Called "Slippery Slope", players must use left and right arrow keys to help the goat avoid obstacles and not fall down "the slippery slope to violent extremism", the site explains. If that wasn't as absurd a premise you've heard about a game's message in the history of video games, it gets worse.

(Also see: EU, Internet Giants Join Forces to Fight Online Extremism

The goat slides across the surface, and offers no precise controls to avoid the obstacles to get through the levels. If the FBI thinks this is how retro games were back in the GameBoy era - as it is pictured running on a GameBoy-lookalike - then the agency has got it laughably wrong.

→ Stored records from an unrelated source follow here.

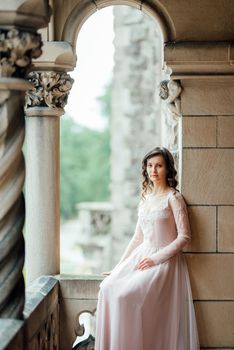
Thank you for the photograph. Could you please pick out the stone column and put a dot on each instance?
(19, 43)
(44, 106)
(206, 74)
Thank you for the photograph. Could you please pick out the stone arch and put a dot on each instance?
(80, 13)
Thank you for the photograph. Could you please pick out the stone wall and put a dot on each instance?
(208, 172)
(136, 116)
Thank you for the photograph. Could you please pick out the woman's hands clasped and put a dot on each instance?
(145, 264)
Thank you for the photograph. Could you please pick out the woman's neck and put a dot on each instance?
(160, 189)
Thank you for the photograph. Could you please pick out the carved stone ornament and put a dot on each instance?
(17, 49)
(51, 89)
(88, 343)
(170, 91)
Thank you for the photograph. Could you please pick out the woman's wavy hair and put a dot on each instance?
(147, 184)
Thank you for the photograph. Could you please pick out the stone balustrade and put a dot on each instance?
(52, 304)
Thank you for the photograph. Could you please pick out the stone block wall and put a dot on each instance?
(207, 184)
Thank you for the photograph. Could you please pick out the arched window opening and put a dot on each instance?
(103, 138)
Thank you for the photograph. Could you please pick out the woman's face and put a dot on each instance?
(156, 170)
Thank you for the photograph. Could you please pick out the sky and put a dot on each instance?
(93, 68)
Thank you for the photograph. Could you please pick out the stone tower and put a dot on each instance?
(136, 115)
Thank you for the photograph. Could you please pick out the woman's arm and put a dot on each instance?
(179, 209)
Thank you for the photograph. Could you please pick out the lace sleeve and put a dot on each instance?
(179, 209)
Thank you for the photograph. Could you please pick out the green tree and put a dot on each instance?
(84, 161)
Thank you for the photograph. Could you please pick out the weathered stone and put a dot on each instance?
(203, 227)
(225, 229)
(215, 323)
(205, 171)
(225, 132)
(199, 131)
(211, 276)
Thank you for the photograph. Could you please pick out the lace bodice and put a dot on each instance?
(162, 224)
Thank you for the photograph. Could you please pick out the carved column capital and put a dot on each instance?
(17, 49)
(51, 89)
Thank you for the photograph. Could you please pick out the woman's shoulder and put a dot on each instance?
(176, 198)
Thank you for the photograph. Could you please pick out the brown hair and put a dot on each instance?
(147, 184)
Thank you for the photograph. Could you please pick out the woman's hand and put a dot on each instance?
(106, 273)
(145, 264)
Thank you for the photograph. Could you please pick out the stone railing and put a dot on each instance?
(39, 328)
(52, 314)
(78, 296)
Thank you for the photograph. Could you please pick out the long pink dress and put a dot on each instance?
(150, 309)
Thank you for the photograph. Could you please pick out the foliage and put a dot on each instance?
(84, 162)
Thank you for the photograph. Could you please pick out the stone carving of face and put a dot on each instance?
(174, 90)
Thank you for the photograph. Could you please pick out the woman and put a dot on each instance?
(146, 303)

On top of that, the GameBoy turns into what is clearly a modern era tablet (read: iPad) once the game begins. As Gizmodo has already pointed out, this kind of absurdity runs throughout the website's various panels. From confusing answers to a lack of understanding on how the Web runs, the FBI's new initiative is a disastrous attempt at connecting with "young people" of America.

"We want teens to apply their critical thinking skills to this issue just like they would to any subject in school," Jonathan Cox, head of the FBI Office of Public Affairs, the unit responsible for the concept and website, said in a statement. In a game where a goat runs around objects at the press of a key, there isn't much room for "critical thinking".

(Also see: US Homeland Security to Probe FBI Employees' Data Hack)

The FBI also released a brochure and flyer alongside the website to promote the website, with both adults and children smiling presumably while browsing the website. Highly unlikely in reality, we think.